Kenshu Shimada of DePaul University in Chicago and his colleagues examined one Otodus Megalodon Fossil extracted from 15 million year old rock in the 1860s and now housed in the Royal Belgian Institute of Natural Sciences. By examining the shark’s vertebrae, they were able to estimate its size at different stages of life.
“Megalodon’s total size at birth was about two meters, which suggests that, like all lamniform sharks today, it must have given birth alive,” says Shimada.
Similar to how a tree trunk has annual growth rings, the shark eddies have growth bands. By counting these, Shimada and his team suggest that this specimen megalodon died at the age of 46.
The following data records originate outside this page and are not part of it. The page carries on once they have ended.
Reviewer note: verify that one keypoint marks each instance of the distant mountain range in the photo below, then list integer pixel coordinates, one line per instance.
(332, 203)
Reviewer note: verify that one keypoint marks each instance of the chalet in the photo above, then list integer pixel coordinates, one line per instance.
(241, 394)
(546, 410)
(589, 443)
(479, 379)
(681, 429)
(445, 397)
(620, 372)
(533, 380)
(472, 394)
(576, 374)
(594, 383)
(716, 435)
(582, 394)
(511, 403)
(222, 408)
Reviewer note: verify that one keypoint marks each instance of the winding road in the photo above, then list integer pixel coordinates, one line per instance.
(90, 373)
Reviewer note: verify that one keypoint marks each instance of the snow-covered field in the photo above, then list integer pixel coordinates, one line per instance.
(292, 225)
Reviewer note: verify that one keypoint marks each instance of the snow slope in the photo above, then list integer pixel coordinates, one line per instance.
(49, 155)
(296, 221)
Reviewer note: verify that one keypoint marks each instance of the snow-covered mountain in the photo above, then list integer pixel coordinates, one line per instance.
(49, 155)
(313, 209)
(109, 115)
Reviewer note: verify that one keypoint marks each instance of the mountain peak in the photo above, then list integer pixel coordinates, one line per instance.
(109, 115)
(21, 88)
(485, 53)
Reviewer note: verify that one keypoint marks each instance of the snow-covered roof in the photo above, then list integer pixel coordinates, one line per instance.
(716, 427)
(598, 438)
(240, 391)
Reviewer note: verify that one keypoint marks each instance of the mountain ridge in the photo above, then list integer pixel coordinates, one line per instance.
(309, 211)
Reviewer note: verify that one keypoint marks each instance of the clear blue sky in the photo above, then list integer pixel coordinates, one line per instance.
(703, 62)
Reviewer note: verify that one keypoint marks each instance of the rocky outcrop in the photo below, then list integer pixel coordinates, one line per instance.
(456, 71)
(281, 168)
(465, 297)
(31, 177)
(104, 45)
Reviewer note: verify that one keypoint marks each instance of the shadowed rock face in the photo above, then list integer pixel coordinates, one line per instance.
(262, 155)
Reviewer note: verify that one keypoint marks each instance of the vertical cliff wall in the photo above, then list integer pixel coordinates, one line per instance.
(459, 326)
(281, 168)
Previous studies in Ö. Megalodon relied on evidence from his teeth to estimate height. This is because teeth are often the only part of a shark that fossils because its skeleton is made up of cartilage rather than bone. Studying rare vertebral body remains is crucial to learning more about ancient sharks, says Jack Cooper of Swansea University in the UK.
The great birth size of O. Megalodon suggests that the young sharks, like many sharks today, ate unhatched eggs in the uterus in order to survive – a phenomenon known as intrauterine cannibalism.
“The result is that few puppies survive and develop, but any of them can be large at birth, which gives [them] An advantage for already large predators, ”says Shimada.
While new research has provided information about the pattern of growth between birth and middle age, little is known about megalodon growth later in life.